Долго ещё я смотрел в щёлку, а за ужином рассказал об этом своим. Тётка Иваниха, смеясь, спросила меня:

– Видал теперя господ?

– Видал… В Стойле не такие.

– Они разные бывают.

Дядя Фатей пояснил:

– У нас барышня самая правдашная. Даже ходить сама не может. Её катают на тележке. А на крыльцо двое выводят, третий под гузку подпихивает.

– А почему она такая толстенная? – спросил я.

– От жору, – сказал дядя. – Болезнь, говорят, есть такая – жор. Барыня наша трескает и спит, спит и трескает, а работы у нее нету. Вот и заплыла жиром. Её уже три раза в Москву возили на выкачку сала. Говорят, четыре ведра выкачали – не помогло. И на тёплые воды её возили, и к святым мощам – не берёт! Один доктор будто советовал посадить её в тюрьму. Там, говорит, вытаяла бы за год – моё почтение! В плепорцию бы стала. А то что? Теперь в ней, поди, пудов двенадцать будет. Того и гляди, окапутится, от задышки…

В Липягах в моей голове впервые ясно возник вопрос: для чего на свете живут господа?

4

Дядя Фатей наделал много граблей, вил, вальков, рубелей, крюков для косьбы. Приготовил всё это к торгу на большой успенской ярмарке. В день успенья ещё до восхода солнца мы выкатили из под навеса парадную повозку с резным передком, осмотрели тяжи, чеки, оси, подмазали дёгтем колёса. Соломенным жгутом дядя вычистил Чалую, прихорошил ей гриву, надел узду и хомут с бляхами, похожими на овечьи глаза, принёс цветастую русскую дугу.

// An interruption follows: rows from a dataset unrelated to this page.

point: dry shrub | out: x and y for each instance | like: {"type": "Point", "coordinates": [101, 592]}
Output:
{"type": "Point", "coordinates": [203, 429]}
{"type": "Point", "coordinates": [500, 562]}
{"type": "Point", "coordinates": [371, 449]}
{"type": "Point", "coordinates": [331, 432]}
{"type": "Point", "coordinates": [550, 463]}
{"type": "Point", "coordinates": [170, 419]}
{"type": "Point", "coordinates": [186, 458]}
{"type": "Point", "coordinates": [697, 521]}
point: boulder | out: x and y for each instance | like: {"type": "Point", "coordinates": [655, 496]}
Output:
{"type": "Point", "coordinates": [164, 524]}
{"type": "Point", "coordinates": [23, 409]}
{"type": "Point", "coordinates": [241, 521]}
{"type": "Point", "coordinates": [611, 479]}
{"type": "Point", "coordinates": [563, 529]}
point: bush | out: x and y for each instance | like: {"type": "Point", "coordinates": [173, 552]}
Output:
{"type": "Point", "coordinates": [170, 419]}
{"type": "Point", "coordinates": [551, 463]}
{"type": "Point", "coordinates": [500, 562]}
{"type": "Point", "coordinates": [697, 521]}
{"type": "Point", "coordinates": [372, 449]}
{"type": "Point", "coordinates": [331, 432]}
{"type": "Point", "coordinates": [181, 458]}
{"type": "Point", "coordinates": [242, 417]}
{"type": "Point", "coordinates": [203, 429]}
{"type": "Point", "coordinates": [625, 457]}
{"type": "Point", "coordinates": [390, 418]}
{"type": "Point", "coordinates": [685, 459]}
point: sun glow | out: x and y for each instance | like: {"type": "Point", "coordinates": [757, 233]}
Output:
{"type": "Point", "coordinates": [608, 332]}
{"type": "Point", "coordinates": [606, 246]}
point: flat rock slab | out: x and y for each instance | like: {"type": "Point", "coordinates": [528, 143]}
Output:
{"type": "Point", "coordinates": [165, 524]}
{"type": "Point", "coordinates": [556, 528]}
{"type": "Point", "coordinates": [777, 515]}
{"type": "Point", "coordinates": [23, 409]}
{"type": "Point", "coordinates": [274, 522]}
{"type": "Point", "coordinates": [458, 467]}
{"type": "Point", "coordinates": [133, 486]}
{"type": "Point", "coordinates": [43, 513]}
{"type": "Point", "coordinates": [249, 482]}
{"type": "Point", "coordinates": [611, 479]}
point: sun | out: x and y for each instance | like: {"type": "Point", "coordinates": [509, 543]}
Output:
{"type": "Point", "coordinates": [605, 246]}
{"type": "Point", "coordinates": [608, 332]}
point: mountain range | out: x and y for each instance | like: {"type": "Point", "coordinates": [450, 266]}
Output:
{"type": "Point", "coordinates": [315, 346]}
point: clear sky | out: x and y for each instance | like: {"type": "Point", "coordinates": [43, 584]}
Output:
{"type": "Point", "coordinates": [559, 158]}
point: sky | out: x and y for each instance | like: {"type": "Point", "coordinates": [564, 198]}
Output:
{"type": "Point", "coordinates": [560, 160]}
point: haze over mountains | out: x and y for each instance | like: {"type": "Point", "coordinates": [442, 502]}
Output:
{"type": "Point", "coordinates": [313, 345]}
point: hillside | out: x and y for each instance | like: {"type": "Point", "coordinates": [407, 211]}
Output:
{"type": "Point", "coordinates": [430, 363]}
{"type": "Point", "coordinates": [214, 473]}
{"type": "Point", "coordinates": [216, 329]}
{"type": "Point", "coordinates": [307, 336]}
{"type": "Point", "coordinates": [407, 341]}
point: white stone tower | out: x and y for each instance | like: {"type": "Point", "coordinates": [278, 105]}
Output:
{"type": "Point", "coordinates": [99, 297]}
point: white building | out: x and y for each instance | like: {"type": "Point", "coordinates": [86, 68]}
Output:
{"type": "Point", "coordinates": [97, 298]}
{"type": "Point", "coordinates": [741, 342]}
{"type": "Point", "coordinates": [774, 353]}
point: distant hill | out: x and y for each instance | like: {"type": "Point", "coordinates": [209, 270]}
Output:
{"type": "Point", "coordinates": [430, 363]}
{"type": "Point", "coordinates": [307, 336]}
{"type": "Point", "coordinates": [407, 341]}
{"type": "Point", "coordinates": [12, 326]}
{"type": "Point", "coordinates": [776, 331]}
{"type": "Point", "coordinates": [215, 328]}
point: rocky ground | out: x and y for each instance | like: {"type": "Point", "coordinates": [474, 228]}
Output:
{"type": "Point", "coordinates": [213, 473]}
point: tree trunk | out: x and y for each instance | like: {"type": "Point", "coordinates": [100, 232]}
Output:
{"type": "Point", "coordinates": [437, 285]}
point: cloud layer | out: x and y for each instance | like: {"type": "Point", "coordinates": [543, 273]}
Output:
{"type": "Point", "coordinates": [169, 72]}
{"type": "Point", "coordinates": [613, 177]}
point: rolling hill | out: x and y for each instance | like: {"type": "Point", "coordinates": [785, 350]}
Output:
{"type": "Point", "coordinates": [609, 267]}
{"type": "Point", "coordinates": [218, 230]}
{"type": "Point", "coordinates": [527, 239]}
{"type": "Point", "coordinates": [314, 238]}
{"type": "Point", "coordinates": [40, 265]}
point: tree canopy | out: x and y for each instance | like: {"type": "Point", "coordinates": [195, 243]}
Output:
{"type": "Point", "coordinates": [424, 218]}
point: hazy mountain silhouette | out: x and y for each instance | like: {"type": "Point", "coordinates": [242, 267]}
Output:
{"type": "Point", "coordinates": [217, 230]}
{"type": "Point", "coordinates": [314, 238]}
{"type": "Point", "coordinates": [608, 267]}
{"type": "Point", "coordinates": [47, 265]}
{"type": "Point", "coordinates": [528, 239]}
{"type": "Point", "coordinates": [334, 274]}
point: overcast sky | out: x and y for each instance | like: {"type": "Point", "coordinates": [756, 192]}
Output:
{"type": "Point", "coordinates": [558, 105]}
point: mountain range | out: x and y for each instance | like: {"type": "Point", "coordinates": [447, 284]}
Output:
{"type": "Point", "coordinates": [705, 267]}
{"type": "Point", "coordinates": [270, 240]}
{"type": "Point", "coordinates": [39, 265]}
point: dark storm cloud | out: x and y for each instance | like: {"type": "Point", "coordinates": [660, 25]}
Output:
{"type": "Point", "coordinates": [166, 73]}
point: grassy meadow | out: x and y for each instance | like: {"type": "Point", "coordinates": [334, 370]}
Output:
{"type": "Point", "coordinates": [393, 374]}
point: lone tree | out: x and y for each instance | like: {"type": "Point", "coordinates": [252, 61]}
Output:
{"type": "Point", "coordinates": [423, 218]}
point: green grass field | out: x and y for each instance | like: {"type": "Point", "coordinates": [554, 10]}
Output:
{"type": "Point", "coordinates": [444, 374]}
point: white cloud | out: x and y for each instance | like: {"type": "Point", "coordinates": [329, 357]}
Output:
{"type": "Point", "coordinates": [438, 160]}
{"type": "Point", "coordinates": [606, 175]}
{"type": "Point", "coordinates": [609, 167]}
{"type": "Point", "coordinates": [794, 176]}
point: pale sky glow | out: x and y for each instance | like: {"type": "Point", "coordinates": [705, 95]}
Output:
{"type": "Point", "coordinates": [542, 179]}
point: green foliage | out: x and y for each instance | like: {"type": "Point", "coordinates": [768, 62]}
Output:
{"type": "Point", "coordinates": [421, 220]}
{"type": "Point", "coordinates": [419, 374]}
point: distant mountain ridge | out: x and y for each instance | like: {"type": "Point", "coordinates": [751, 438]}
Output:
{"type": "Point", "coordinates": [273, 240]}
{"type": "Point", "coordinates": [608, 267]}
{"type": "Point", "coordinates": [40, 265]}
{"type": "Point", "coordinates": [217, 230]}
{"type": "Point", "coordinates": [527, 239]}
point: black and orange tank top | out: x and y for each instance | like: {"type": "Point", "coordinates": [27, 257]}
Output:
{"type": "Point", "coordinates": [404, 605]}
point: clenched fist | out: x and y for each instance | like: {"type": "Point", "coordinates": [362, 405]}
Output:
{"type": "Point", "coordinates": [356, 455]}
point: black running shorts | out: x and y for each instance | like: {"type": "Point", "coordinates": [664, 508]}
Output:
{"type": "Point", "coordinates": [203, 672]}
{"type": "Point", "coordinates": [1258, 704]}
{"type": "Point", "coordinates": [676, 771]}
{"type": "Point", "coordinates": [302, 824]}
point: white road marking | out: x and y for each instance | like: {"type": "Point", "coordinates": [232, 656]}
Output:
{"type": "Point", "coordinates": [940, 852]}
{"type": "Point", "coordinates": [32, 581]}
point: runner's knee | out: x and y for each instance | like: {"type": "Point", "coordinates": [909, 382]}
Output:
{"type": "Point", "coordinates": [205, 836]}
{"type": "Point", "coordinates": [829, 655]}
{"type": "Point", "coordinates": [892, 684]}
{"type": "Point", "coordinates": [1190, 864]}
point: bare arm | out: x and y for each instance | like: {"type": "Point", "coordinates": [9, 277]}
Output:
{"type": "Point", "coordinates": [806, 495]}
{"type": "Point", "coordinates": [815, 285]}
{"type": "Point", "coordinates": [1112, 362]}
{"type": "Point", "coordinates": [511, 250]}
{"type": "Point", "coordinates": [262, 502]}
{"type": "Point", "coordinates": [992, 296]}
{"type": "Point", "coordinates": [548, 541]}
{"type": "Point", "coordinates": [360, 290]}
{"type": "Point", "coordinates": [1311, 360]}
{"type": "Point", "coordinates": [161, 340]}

Скоро Чалая, впряжённая в повозку, стояла, что невеста, обряженная к венцу. Будто и она понимала торжественность момента, весело помахивала головой, позвякивала удилами, которые дядя никогда не вкладывал ей в рот, потому что смирная была. Я навалил в повозку свежей, вчера накошенной травы, дядя Фатей уложил сверху «товар», и всё я думал, ждал: возьмёт он меня с собою или не возьмёт?

В хате дядя умылся, расчесал гребешком чёрную бороду и волосы, постриженные «под горшок», надел коричневую рубаху и праздничные портки из «чёртовой кожи», надёрнул на босу ногу сапоги, накануне смазанные дёгтем, натянул на голову казинетовый картуз. Выйдя, он приподнял его левой рукой, перекрестился, сел на повозку к передку, взял в руки чёрно-рыжие волосяные вожжи и сказал:

– Ну, с богом! Чего ждёшь, Андреёк? Садись скорей!

Второй раз меня звать не пришлось.

Шесть колоколен Старого Оскола звонили, и гуд колоколов покрывал все звуки природы. Недавно прошёл дождь, накатанная дорога под лучами солнца сверкала колеями, влажная земля меж ними вся была истыкана шипами подков. В город мы приехали рано и облюбовали лучшее место на площади, против дома с вывеской «казённая винная лавка».